HTML report: Reviewer Ranking card

Source: html-report.ts

This card reports a descriptive ranking over the observed active reviewer population. It does not perform hypothesis testing or claim inferential significance.

Field Definition
Top reviewers topReviewers - the full argmax set of reviewsGiven over users with reviewsGiven > 0
Max reviews given maxReviewsGiven - the maximum reviewsGiven among active reviewers
Active reviewer population reviewerCount - number of users with reviewsGiven > 0
Tie size $|topReviewers|$ and its share of the active reviewer population

The Reviews Given bar chart in the HTML report is also restricted to the active reviewer population so the visual ranking does not include zero-review authors.

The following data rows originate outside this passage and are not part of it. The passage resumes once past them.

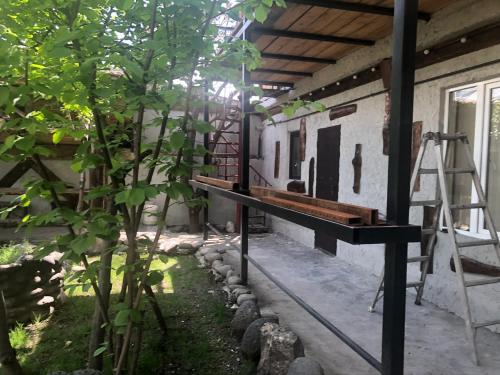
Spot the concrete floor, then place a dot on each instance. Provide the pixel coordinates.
(435, 339)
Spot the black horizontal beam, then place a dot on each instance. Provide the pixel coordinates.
(272, 83)
(284, 72)
(309, 36)
(360, 234)
(277, 56)
(355, 7)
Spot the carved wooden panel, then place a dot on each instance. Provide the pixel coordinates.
(356, 163)
(302, 139)
(277, 160)
(345, 110)
(310, 184)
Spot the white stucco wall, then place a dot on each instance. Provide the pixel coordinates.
(365, 127)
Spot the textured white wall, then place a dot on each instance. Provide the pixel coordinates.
(365, 127)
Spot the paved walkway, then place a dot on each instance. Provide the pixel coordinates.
(435, 339)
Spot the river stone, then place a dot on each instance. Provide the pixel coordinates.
(279, 348)
(235, 286)
(233, 280)
(305, 366)
(250, 344)
(245, 297)
(244, 316)
(211, 257)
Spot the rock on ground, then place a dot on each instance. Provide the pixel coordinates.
(244, 316)
(250, 344)
(245, 297)
(211, 257)
(279, 348)
(305, 366)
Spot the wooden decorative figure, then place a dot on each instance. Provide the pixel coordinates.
(356, 163)
(277, 160)
(310, 185)
(415, 146)
(302, 139)
(346, 110)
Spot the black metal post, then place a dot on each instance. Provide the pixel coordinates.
(398, 187)
(244, 171)
(206, 158)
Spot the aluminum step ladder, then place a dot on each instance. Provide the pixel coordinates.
(442, 204)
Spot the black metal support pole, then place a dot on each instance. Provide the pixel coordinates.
(398, 188)
(206, 158)
(244, 172)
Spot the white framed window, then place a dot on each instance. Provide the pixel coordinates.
(475, 110)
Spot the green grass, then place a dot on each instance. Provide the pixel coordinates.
(11, 252)
(198, 340)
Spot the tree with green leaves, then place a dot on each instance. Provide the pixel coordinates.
(89, 70)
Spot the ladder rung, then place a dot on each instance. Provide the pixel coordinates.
(467, 206)
(447, 170)
(486, 324)
(492, 280)
(414, 284)
(476, 243)
(425, 203)
(428, 231)
(422, 258)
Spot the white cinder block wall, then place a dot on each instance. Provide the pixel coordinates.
(365, 127)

HTML report: Human Review Burden section

Source: burden-chart.ts, rendered in html-report.ts

This section visualizes the human review burden metrics from ai-human-review-burden.md. It appears after the AI & Bot Patterns card.

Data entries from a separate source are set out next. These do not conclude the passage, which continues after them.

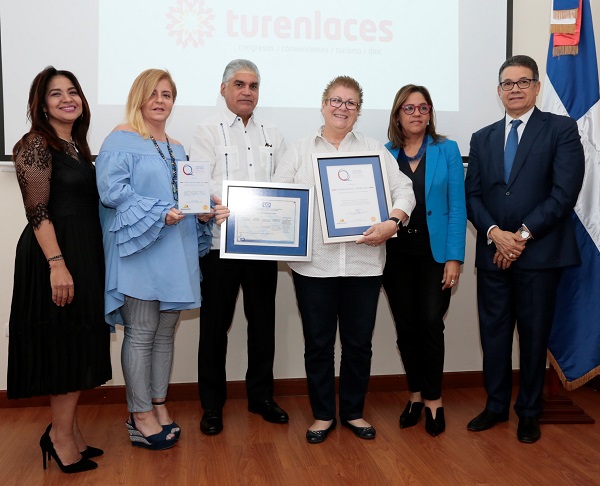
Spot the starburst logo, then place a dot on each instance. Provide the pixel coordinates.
(190, 22)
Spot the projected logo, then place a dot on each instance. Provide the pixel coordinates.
(190, 22)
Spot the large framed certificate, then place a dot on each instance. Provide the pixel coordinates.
(353, 193)
(268, 221)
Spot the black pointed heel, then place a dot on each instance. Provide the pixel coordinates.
(411, 414)
(435, 426)
(49, 452)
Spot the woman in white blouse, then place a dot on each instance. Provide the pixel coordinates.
(341, 283)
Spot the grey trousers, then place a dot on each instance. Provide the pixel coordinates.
(147, 351)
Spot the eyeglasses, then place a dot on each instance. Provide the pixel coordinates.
(410, 109)
(521, 83)
(337, 103)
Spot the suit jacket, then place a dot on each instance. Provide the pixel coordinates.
(444, 199)
(541, 192)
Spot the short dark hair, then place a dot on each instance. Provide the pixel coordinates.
(395, 133)
(520, 60)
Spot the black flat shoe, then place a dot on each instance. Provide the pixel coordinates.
(318, 436)
(411, 414)
(366, 433)
(528, 430)
(270, 411)
(486, 420)
(212, 422)
(435, 426)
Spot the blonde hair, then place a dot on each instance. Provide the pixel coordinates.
(346, 82)
(140, 92)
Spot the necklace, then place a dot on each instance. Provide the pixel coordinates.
(417, 156)
(173, 165)
(330, 141)
(70, 142)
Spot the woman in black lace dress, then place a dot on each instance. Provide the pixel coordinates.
(59, 343)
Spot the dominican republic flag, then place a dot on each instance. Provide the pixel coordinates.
(572, 89)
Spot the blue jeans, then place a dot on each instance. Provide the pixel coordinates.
(147, 351)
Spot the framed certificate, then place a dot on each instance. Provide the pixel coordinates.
(268, 221)
(353, 193)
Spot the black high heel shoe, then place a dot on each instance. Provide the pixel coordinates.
(435, 426)
(411, 414)
(88, 453)
(48, 452)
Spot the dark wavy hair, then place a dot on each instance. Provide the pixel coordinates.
(40, 123)
(395, 133)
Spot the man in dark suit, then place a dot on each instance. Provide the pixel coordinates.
(522, 183)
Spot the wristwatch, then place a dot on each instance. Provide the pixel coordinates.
(397, 221)
(524, 233)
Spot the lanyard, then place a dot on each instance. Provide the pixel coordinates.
(173, 165)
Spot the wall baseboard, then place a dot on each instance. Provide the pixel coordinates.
(237, 389)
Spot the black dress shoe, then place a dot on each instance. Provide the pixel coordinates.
(362, 432)
(411, 414)
(318, 436)
(212, 422)
(435, 426)
(528, 430)
(486, 420)
(270, 411)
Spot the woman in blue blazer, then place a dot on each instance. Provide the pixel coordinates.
(423, 262)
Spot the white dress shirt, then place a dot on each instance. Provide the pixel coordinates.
(236, 151)
(342, 259)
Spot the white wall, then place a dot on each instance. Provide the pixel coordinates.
(463, 352)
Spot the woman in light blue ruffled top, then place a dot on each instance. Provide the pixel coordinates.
(151, 252)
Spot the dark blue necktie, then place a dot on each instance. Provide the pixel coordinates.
(512, 142)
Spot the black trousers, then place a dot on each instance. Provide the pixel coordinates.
(322, 303)
(221, 281)
(528, 297)
(413, 284)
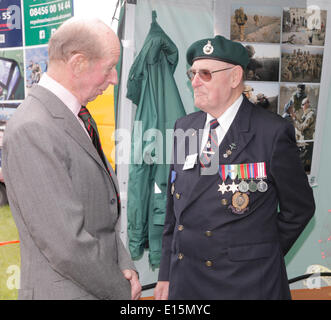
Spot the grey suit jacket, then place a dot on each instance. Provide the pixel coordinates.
(64, 205)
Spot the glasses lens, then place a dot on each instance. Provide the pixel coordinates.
(190, 74)
(205, 75)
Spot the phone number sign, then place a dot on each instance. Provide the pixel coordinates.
(42, 18)
(10, 23)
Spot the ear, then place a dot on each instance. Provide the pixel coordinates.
(237, 76)
(78, 63)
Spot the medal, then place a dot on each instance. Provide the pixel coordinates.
(252, 173)
(223, 172)
(242, 174)
(262, 186)
(233, 172)
(240, 202)
(223, 188)
(172, 181)
(252, 187)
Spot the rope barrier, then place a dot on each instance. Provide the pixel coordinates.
(8, 242)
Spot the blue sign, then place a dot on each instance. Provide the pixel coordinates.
(10, 23)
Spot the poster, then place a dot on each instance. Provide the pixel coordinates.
(24, 35)
(42, 18)
(286, 49)
(10, 24)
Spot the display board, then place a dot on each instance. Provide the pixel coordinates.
(288, 41)
(25, 28)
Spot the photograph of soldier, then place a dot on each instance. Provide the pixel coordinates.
(306, 123)
(256, 24)
(262, 94)
(304, 26)
(11, 75)
(298, 104)
(263, 63)
(36, 61)
(7, 110)
(306, 154)
(301, 64)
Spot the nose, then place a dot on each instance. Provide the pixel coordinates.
(196, 81)
(113, 79)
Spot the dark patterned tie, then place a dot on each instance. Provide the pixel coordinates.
(92, 130)
(211, 146)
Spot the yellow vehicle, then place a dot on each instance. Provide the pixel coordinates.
(102, 111)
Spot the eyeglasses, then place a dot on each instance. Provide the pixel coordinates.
(205, 75)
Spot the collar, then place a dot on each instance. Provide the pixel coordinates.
(61, 92)
(227, 117)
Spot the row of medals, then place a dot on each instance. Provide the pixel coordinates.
(240, 200)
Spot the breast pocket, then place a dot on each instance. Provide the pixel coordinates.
(250, 252)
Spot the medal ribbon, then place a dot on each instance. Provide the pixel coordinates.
(223, 172)
(261, 170)
(246, 171)
(173, 176)
(233, 171)
(251, 171)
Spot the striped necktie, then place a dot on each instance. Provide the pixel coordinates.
(211, 145)
(92, 130)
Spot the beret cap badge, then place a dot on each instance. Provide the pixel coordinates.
(208, 48)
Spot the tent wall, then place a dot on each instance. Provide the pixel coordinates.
(186, 21)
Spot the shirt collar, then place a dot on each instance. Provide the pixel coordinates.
(225, 120)
(61, 92)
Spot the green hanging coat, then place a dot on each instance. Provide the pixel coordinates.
(151, 86)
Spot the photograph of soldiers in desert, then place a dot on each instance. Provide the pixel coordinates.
(301, 64)
(256, 24)
(304, 26)
(262, 94)
(298, 104)
(264, 62)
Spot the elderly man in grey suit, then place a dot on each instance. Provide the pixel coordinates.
(63, 193)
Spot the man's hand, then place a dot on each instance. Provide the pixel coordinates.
(161, 290)
(132, 276)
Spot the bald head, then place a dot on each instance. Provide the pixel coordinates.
(83, 54)
(85, 36)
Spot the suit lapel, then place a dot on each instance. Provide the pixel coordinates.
(239, 134)
(66, 119)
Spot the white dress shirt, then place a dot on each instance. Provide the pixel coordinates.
(63, 94)
(225, 121)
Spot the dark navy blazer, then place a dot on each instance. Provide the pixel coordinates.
(210, 252)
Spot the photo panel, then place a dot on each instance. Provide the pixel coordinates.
(10, 24)
(263, 94)
(299, 105)
(36, 63)
(255, 23)
(301, 64)
(304, 26)
(263, 62)
(306, 154)
(11, 74)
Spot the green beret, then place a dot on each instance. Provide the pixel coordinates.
(218, 48)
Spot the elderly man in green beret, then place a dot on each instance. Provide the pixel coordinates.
(240, 199)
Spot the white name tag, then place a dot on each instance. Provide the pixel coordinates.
(190, 161)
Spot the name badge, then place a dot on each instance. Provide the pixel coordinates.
(190, 161)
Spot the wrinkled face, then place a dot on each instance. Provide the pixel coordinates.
(100, 74)
(212, 95)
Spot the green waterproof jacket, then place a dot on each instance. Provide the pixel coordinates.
(151, 86)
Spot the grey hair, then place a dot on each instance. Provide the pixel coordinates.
(77, 36)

Traditional bot-authored PRs and PRs whose AI classification is unobservable at the cutoff are excluded from this comparison section even when include-bots is true. The report notes those excluded counts when present. Size-stratified cells also exclude PRs whose size at the cutoff is unobservable.

Components

Component Content
PR count cards Sample size (n) and percentage for each AI category (ai-authored, ai-assisted, human-only)
Grouped bar charts One chart per metric — bars show median, whisker lines extend to p90 (where available). Metrics: Reviews/PR, Time to 1st Review, Change Request Rate (median-only, no p90 — see rationale), Review Rounds
Detailed metrics table Median and p90 columns per category, plus Unreviewed Rate (highlighted in red when > 20%)
Size-stratified table Median values per (AI category × size tier) cell, with sample sizes. Cells with < 3 PRs show "—" while retaining n

Design rationale

  • Median over mean — Review counts and latencies follow right-skewed distributions. The median represents typical burden; the mean is inflated by outliers.
  • P90 whiskers — Show upper-tail burden at the 90th percentile without requiring box plots; they do not show the maximum or worst case.
  • Sample sizes everywhere — Small-n comparisons are misleading; displaying n= lets readers judge statistical reliability.
  • Unreviewed Rate alongside latency — Latency is only computed for PRs that received reviews. A high unreviewed rate means the latency metric suffers from survivorship bias.
  • Size stratification — PR size can confound review burden. The table compares categories within the same coarse size tier (S/M/L/Empty), which avoids direct cross-tier comparisons but does not isolate AI causality or adjust for other confounders.